The phrase that is translated in English translations as “for Jews have no dealings with Samaritans” (in the Good News Bible: “Jews will not use the same cups and bowls that Samaritans use”) into Mono Alu is translated as “It is taboo for you people to drink from our buckets.” (Source: Carl Gross)
In Telugu the more unspecific “have no dealings” rendering was used since even members of the same family do not use each other’s dishes. (Source: David Clark)
Following are a number of back-translations of John 4:9:
- Uma: “That woman was surprised, because usually the Yahudi people felt-disgusted to mix with the Samaria people. That is why she said: ‘You (sing.) are a Yahudi person, I am a Samaria person. Why do you (sing.) dare to ask me for water?'” (Source: Uma Back Translation)
- Yakan: “The woman answered, she said, ‘Oy, you are a Yahudi. Why do you ask for water from me and-what’s-more I am from the Samariya tribe?’ The woman spoke like that for the Yahudi don’t like hep to use the things of the Samariya people.” (Source: Yakan Back Translation)
- Western Bukidnon Manobo: “And the woman said, ‘You are a Jew, and I, I am a Samaritan. Why are you asking me for water?’ (The reason she said this is because the Jews, they do not enter into conversation with a Samaritan.)” (Source: Western Bukidnon Manobo Back Translation)
- Kankanaey: “‘Yes all-right, but you (sing.) are emphatically a Jew. Why perhaps do you (sing.) request water from me who am a woman from-Samaria?’ she said in reply. (Because the Jews, they don’t (empathy-particle) associate-with ones-from-Samaria.)” (Source: Kankanaey Back Translation)
- Tagbanwa: “That Samaritano woman spoke, saying, ‘Why are you asking for water to drink, since you are a Judio, I a Samaritano?’ (For the Judio, they tabooed the eating and drinking utensils of the Samaritano people.)” (Source: Tagbanwa Back Translation)
- Tenango Otomi: “The Jews are not allowed to speak with the natives of Samaria. Therefore when Jesus asked for water, the woman said, ‘How come? You are a Jew, and you ask me for water to drink and I am a native of Samaria.'” (Source: Tenango Otomi Back Translation)

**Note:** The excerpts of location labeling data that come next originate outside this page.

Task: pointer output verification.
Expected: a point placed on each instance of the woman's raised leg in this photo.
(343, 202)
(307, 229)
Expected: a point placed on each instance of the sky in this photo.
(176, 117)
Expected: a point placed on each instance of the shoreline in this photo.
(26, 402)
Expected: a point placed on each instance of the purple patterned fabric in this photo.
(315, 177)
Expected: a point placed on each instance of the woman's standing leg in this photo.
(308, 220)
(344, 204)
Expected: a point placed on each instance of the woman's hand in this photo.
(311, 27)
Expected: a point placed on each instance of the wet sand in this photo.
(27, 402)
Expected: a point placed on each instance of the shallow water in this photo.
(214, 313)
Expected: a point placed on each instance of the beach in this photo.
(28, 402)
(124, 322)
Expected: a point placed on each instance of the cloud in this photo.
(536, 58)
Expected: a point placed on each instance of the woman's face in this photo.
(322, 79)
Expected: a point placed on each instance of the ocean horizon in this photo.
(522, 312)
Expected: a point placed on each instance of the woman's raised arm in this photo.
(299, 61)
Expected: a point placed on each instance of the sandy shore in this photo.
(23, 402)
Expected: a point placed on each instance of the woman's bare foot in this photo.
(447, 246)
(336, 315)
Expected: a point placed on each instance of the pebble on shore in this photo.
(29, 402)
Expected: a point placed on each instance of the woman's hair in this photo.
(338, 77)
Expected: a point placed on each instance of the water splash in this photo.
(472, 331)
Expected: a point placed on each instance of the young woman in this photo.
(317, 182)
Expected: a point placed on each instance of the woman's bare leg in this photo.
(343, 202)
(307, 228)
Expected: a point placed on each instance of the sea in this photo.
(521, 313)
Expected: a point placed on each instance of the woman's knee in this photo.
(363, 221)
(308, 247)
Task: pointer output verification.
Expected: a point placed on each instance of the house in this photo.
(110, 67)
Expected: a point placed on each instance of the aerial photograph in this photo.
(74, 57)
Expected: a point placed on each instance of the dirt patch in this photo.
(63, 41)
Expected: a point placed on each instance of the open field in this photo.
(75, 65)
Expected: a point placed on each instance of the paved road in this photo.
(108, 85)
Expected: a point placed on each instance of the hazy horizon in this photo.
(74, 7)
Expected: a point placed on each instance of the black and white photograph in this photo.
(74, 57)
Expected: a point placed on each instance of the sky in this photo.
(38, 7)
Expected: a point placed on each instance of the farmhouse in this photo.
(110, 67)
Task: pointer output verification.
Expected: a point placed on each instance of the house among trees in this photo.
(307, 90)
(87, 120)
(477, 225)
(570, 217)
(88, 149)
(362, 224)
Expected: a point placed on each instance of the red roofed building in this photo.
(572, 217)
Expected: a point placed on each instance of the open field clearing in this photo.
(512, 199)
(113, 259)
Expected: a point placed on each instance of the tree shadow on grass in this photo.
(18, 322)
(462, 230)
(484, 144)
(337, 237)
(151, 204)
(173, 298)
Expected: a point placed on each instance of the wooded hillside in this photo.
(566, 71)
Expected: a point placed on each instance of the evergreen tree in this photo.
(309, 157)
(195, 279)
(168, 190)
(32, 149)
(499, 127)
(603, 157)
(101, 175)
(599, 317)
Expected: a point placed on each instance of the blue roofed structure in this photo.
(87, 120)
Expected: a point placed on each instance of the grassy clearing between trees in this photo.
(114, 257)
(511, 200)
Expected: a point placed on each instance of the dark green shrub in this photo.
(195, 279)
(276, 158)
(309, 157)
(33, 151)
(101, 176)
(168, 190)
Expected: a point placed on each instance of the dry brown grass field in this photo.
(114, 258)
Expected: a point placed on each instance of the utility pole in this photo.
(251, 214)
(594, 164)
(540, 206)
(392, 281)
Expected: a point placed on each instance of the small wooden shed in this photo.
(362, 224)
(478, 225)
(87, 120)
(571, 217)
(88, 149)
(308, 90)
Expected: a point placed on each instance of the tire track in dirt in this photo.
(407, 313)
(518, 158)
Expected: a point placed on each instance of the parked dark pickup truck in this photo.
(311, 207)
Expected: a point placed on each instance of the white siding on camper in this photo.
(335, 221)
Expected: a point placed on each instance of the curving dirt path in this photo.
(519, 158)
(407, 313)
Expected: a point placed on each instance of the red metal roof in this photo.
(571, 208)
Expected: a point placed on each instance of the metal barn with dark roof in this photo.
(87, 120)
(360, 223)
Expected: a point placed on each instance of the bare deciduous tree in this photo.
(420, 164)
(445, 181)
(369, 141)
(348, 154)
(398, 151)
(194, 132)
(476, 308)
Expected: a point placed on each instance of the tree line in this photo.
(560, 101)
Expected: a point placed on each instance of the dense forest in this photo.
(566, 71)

Like many languages (but unlike Greek or Hebrew or English), Tuvan uses a formal vs. informal 2nd person pronoun (a familiar vs. a respectful “you”). Unlike other languages that have this feature, however, the translators of the Tuvan Bible have attempted to be very consistent in using the different forms of address in every case a 2nd person pronoun has to be used in the translation of the biblical text.
As Voinov shows in Pronominal Theology in Translating the Gospels (in: The Bible Translator 2002, p. 210ff.), the choice to use either of the pronouns many times involved theological judgment. While the formal pronoun can signal personal distance or a social/power distance between the speaker and addressee, the informal pronoun can indicate familiarity or social/power equality between speaker and addressee.
Here, Jesus is addressing the woman with an informal pronoun whereas she addresses him with a formal pronoun, showing respect.
In Gbaya, where God is always addressed with the second person plural pronoun ɛ́nɛ́, the common way to address superiors, the woman addresses him with the less courteous nɛ́ in verse 4:9 but then switches to the courteous plural form ɛ́nɛ́. (Source Philip Noss)
In most Dutch translations, both Jesus and the woman use the formal pronoun.